2007 Program - Reviews, credits and stills

The Story of the Kelly Gang

Culture and Recreation article

culture and recreation.gov.au

1906 feature film The Story of the Kelly Gang

The Australian film industry produced what was probably the world's first full length feature film in 1906. The film was the Tait brothers production The Story of the Kelly Gang. It was a success in both Australian and British theatres, and it was also the beginning of a genre of bushranger stories.

In November 2006 the National Film and Sound Archive released a new digital restoration of The Story of the Kelly Gang. This restoration incorporated 11 minutes of material recently discovered in the United Kingdom. Prior to this discovery only a few minutes of footage was available. The Story of the Kelly Gang can be seen when visiting the National Film and Sound Archive in Canberra, Australian Capital Territory.

While the Australian public took a liking to bushranger stories, the New South Wales police department did not. The production of films about bushrangers was banned in 1912. The Kelly story, however, outlasted the ban and has been refilmed a number of times since.

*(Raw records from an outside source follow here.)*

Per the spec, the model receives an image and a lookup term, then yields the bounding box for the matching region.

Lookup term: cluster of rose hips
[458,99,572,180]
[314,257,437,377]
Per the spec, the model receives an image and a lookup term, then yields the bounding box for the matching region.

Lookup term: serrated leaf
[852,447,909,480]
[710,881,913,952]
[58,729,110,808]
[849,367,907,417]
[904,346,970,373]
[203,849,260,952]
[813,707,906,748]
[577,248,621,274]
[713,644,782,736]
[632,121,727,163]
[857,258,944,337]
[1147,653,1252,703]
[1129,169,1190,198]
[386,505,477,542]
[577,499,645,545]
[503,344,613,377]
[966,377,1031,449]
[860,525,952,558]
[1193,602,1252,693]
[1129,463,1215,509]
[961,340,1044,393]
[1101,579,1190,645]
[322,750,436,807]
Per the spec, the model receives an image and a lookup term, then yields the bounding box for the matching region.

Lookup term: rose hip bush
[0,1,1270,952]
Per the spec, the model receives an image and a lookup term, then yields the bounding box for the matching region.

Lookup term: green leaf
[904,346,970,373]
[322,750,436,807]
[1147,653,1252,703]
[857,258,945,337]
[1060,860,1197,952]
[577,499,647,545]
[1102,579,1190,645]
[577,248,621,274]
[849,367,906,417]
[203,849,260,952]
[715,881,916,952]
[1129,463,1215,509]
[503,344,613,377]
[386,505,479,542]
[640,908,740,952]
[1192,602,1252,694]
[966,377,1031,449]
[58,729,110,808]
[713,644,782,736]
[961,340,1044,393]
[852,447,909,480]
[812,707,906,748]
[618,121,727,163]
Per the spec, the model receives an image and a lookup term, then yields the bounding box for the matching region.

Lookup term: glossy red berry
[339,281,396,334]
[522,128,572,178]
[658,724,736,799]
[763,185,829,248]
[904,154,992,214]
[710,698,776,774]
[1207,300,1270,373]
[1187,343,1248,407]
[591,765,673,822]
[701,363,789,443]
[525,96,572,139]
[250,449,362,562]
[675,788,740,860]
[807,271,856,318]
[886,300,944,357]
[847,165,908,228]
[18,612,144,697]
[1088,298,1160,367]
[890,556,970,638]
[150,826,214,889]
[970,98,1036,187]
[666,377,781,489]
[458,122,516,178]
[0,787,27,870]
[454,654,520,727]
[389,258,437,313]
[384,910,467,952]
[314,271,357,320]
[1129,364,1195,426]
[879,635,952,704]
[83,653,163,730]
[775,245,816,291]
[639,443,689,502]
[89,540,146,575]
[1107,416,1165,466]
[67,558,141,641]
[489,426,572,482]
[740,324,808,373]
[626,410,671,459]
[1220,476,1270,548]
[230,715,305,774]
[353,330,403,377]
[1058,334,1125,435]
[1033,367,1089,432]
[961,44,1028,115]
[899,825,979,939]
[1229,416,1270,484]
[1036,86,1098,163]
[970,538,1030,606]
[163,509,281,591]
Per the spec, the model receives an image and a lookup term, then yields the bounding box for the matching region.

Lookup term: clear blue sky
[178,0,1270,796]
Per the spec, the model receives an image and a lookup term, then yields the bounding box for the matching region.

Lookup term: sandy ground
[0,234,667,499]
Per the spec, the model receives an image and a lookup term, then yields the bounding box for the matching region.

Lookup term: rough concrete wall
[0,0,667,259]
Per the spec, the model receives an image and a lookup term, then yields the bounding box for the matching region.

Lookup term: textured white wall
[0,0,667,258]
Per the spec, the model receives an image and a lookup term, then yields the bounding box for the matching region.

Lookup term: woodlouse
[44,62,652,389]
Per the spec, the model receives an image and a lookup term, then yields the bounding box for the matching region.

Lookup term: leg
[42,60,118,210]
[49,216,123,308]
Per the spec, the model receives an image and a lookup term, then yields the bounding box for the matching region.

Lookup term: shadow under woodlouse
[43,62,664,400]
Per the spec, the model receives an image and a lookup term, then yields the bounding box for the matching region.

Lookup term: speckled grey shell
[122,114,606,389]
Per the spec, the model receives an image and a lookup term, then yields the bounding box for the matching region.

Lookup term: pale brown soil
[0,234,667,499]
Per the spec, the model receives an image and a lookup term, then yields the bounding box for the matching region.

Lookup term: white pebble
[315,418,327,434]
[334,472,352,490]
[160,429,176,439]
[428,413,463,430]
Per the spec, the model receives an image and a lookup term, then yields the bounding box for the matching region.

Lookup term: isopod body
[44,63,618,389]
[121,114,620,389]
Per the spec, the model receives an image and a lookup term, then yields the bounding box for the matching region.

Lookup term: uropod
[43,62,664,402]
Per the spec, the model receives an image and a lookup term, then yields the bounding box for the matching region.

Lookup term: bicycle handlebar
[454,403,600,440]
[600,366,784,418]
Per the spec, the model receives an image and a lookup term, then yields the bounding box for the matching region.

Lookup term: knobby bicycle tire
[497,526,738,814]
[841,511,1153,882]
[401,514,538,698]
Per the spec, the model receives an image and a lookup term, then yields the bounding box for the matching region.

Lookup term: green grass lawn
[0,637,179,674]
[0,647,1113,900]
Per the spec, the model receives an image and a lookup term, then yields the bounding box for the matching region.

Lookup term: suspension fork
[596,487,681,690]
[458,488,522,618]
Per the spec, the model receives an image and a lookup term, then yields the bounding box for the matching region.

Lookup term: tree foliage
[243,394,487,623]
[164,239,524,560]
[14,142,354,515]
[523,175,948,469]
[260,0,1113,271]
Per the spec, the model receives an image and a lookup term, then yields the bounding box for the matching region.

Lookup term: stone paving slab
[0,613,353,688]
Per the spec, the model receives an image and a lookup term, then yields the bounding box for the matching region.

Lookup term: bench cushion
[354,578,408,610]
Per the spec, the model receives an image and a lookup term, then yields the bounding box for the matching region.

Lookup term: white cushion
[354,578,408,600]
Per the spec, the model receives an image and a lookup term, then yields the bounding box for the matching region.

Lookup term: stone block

Other well known films about Ned Kelly include: Ned Kelly (1970) starring English rock singer Mick Jagger as Ned; the Trial of Ned Kelly (1977) starring John Waters and Gerard Kennedy; the 1980 mini-series The Last Outlaw starring John Jarratt, Steven Bisley and Sigrid Thornton; and most recently the 2003 Gregor Jordan directed Ned Kelly which starred Heath Ledger.

 

 

* * * * * Images from the National Film and Sound Archive * * * * *

 

 


ABC Limelight commentary

abc.net.au/limelight

The Story of the Kelly Gang is the only narrative film known to have been made in Australia during 1906. It was based on the exploits of folk here horse thief, and bank robber, Ned Kelly, who, had been hanged for murder twenty years earlier. The film was made by the Tait family with the technical assistance of Millard Johnson and William Gibson. The Taits were theatrical entrepreneurs who saw commercial opportunities in narrative films.

Filming took place at the Taits' Chartersville Estate in Heidelberg, Melbourne, where the eldest family member, Charles directed filming, and Millard Johnson operating the camera. Ned Kelly was played initially by a Canadian stunt actor, and after his departure, by an understudy. Members of the Tait family took most of the remaining roles. Joe Perry's sons, Reg and Orry worked on additional scenes that were included in a reissued version of the film in 1910.

The Kelly Gang Makes Money

The film ran for more than hour and cost around 1000 pounds to make. This was quickly recouped during a week's trial exhibition. Its historical significance is its length, which required it to be released as a five reel feature. This was unusual at the time, as film exhibitors in the United States pressured producers to release films as one reelers.

During the Melbourne premiere of The Kelly Gang, on December 26 1906, sound effects were added. Blank cartridges were fired and coconut shells were beaten together to simulate hoofbeats. Audience response was enthusiastic, but the film aroused much critical and social comment. A report in The Bulletin claimed that the film incited a group of Ballarat children to commit a felony.

Kelly Censorsed

In April 1907, The Kelly Gang was the subject of Australia's first official censorship of cinema. The Victorian Chief Secretary banned screenings of the film in Benalla and Wangaratta, Victorian country towns where the real Kelly Gang had been active. From March 1907 it played all over Australia and later that year was screened in New Zealand, Britain and Ireland. However, when the film was re-released in 1910, it was banned across Victoria.

Prints of the first release of The Story of the Kelly Gang had disappeared by the Second World War. Some portions of the film were found in private collections during the 1970s, but are probably out takes or off cuts that were not seen its release form. These are now held by Screen Sound Australia.


Review, by Ina Bertrand

Senses of Cinema.com

The earliest film (The Story of the Kelly Gang) was produced in 1906, making history as the first feature-length dramatised fiction film made in Australia (and possibly the world). Only a few minutes have survived of this production, and a copy of the programme booklet, containing both extracts from contemporary newspaper reports of the capture of the gang, and a synopsis of the film, in six 'scenes'. The latter provided audiences with the sort of information later provided by intertitles, and now helps historians imagine what the film may have been like.

Its tone is one of sorrow rather than anger, describing Kelly as 'the Last of the Bushrangers', presenting the police hiding under the bed when Aaron Sherritt is shot ('This is the Only Blot on the Police'), and Curnow's action in warning the train as heroic ('Thank God, he Saved the Train'). Among the surviving images are two scenes that suggest considerable sophistication for that time. The scene of the police shooting parrots in the bush skilfully positions the shooter in the middle ground to the left of the image, firing upwards toward the far right, with the gang watching him from close foreground. The capture of Ned is shot from the viewpoint of the police, as Ned advances, an impressive figure weaving towards them under the weight of his armour and the shock of the bullets. The film was hugely successful, touring Australia for more than twenty years, and also being presented to great acclaim in New Zealand and Britain.